Maybe blended tones, away from in-your-face-with-my-face reds, is a good sign of our readiness to come together culturally and politically as a blended but no less beautiful people? OTOH, if this barometer works that way, what does it say about us that women choose to be most polarized, screaming look-at-me-I’m-blazing-hot-and-sexy, when they’re allowed to want everything? There’s a lot missing from this as satisfying power of story.

And I wonder if this lipstick barometer thing works online, comparing frequency of choosing regular smiley icons to the lipsticked ones?
(But they’re equally free, right? Hmmm. . .)




11 responses

10 11 2008

remember the monica lewinsky scandal practically everyone was in line at Sephora. why do we keep doing this madness…by the way do you know where I can find “Trailer Park Red” lipstick maybe it would in the next scandal.

10 11 2008

And how does this relate to skirt length?


10 11 2008

So Nance, tell us what’s happening with your own personal lipstick and hemlines?

(I’m assuming that like me, you seldom spend time thinking about or wearing either?)

10 11 2008
Nance Confer

Exactly. But I’m not a good gauge of the fashion scene. 🙂

I let my hair grow out this past year. From one inch to not quite shoulder length. Fascinating, huh?

I’m not sure it had anything to do with the economy though. . .


12 11 2008
Crimson Wife

Or maybe their makeup cases are full of bright shades and so they’re looking for something a bit different when indulging in a quick bit of “retail therapy”?

I think the most recent lipstick I bought was in a plum shade because it’s fall and many of my long sleeve shirts are purple.

12 11 2008

Ooh, hadn’t thought of that — so maybe the cyclical nature of the fashion and cosmetics industry, where we’re always looking for something fresh and different than what we’ve already got a bunch of at home, is what drives the economic indicators, instead of the other way around?

Bwah-ha-ha — the power!

14 11 2008
Crimson Wife

Out of curiosity, I flipped through the 10/08 issue of Glamour at my OB’s office this morning to see what lipsticks they were trying to convince gullible women to buy. All of them were vivid shades, including a vampish red. Paired with gray eye shadow.

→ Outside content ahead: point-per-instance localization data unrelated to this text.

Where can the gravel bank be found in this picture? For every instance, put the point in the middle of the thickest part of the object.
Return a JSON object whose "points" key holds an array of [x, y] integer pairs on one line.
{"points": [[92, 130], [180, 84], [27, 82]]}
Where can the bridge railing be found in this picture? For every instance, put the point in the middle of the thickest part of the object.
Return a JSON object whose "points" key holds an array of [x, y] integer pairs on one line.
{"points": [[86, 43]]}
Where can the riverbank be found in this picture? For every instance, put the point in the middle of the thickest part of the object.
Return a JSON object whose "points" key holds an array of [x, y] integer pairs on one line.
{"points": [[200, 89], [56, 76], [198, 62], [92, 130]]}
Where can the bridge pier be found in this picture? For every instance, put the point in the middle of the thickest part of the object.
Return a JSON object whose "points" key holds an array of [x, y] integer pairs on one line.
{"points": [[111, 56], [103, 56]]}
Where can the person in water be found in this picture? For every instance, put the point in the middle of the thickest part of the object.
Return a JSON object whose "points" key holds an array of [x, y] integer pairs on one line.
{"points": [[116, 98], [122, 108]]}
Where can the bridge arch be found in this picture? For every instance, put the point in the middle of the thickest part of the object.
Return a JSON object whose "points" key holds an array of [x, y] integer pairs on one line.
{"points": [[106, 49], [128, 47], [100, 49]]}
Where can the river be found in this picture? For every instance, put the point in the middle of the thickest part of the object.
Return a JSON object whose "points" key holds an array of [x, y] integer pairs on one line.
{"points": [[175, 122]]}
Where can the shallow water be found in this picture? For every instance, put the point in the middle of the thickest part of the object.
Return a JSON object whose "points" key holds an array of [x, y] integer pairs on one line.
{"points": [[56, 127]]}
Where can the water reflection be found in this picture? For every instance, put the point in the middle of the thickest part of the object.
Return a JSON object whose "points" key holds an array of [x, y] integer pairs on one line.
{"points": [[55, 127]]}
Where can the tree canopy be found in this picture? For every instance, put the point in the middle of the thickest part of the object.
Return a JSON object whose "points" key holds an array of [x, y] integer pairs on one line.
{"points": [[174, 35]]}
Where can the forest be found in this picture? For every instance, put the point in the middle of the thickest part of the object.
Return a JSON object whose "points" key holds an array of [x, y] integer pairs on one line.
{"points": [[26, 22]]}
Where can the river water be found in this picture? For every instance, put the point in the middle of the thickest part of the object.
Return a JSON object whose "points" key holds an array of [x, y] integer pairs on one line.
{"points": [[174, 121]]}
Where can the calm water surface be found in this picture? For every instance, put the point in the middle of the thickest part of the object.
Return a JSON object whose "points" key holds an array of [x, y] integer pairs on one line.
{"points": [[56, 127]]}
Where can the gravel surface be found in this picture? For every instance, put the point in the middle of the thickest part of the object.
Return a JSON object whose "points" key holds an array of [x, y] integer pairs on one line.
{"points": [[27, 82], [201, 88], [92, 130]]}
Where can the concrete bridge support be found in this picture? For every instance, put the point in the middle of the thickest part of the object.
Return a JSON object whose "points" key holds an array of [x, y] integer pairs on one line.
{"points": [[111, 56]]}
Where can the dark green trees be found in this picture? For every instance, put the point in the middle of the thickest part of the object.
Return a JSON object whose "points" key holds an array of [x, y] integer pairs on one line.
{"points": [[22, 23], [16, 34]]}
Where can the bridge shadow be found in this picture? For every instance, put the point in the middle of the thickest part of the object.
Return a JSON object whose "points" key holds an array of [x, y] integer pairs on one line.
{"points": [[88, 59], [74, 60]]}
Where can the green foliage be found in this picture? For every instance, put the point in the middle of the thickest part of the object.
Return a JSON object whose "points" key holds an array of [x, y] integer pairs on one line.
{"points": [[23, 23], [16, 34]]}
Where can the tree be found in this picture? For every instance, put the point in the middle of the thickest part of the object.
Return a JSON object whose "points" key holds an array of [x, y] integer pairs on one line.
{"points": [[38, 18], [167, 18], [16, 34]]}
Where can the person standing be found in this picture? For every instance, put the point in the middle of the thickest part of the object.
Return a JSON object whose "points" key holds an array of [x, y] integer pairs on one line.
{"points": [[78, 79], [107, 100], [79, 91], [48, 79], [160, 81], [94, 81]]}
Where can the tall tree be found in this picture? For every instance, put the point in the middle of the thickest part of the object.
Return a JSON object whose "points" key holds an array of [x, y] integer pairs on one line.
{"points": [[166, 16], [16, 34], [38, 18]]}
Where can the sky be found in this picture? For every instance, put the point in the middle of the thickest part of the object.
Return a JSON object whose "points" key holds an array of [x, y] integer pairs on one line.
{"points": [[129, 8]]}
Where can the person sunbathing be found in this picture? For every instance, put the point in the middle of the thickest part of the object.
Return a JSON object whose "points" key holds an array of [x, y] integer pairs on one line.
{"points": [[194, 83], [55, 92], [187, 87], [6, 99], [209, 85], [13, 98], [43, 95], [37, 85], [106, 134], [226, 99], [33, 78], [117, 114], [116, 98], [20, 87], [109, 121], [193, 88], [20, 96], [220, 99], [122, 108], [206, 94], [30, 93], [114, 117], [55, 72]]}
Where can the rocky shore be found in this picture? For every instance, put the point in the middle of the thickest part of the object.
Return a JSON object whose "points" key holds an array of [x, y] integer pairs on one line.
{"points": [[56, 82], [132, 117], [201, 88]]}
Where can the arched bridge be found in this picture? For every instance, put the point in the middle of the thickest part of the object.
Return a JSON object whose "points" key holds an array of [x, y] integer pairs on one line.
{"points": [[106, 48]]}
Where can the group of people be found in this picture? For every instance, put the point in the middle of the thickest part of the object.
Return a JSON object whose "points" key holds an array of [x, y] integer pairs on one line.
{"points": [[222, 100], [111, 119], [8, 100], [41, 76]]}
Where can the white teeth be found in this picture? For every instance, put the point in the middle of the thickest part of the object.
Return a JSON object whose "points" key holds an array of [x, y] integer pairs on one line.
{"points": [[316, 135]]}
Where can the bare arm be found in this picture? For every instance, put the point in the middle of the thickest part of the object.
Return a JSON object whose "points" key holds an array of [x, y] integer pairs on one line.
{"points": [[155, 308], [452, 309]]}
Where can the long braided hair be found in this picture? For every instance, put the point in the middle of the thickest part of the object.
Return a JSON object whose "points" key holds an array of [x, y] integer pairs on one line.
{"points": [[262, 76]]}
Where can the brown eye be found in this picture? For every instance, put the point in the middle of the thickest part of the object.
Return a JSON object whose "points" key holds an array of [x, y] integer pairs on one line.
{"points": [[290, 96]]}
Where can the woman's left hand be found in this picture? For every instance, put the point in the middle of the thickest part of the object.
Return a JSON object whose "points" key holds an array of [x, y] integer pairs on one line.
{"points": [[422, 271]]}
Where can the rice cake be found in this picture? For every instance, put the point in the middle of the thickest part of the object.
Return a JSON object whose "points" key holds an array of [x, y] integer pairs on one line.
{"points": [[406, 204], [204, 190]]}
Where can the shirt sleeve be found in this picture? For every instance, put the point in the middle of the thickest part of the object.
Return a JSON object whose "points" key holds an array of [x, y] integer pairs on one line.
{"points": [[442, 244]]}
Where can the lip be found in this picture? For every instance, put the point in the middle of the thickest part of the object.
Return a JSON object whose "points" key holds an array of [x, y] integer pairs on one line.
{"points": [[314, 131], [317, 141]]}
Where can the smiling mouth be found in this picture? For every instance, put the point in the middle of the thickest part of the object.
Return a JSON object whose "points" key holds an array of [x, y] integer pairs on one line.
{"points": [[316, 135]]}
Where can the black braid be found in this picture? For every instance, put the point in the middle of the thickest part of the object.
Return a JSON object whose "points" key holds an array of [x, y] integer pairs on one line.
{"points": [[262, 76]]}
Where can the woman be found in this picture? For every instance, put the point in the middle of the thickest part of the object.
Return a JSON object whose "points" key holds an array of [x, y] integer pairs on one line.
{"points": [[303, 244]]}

I also learned that slouchy ankle boots are “in” this year.

Isn’t it wonderful to know what the big media corporations wanted women to focus on right during the home stretch of the recent election?

14 11 2008

GREY eye shadow, and slouchy ankle boots?

Looks like I’ll be a fashion don’t again this year . . .

20 11 2008

How to dress for the holiday recession:

Chins up, people. Hem lengths too. . .

That may sound like a flippant approach to the subject of party dressing, given the serious troubles facing the nation and the economy at this moment, reflected in the devastating sales numbers coming from retailers since September. But dressing up can still have an emotionally uplifting effect, even if most people are doing their shopping in their own closets.

. . .“The people who are not affected by this economy are the young people who didn’t have an I.R.A. or money invested in the stock market, so they are seeing things in a different way,” Ms. Unger said. “They’re buying things just for going out. And they are mostly buying short dresses, in 99 percent of the cases, because they are really fun and they can go a lot of places.”

Also, you can still see their cute shoes.

20 11 2008
Crimson Wife

I don’t know too many twentysomethings who can afford $1500 dresses, $200 cashmere tights, and $720 sandals like those in the NYT article these days. The ones I know who might’ve spent that kind of cash a couple of years ago have either already got laid off or are worried that they’ll get caught up in the next round of cuts…

22 11 2008

David Brooks:

Recessions breed pessimism. That’s why birthrates tend to drop and suicide rates tend to rise. That’s why hemlines go down. Tamar Lewin of The New York Times reported on studies that show that the women selected to be Playboy Playmates of the Year tend to look more mature during recessions — older, heavier, more reassuring — though I have not verified this personally.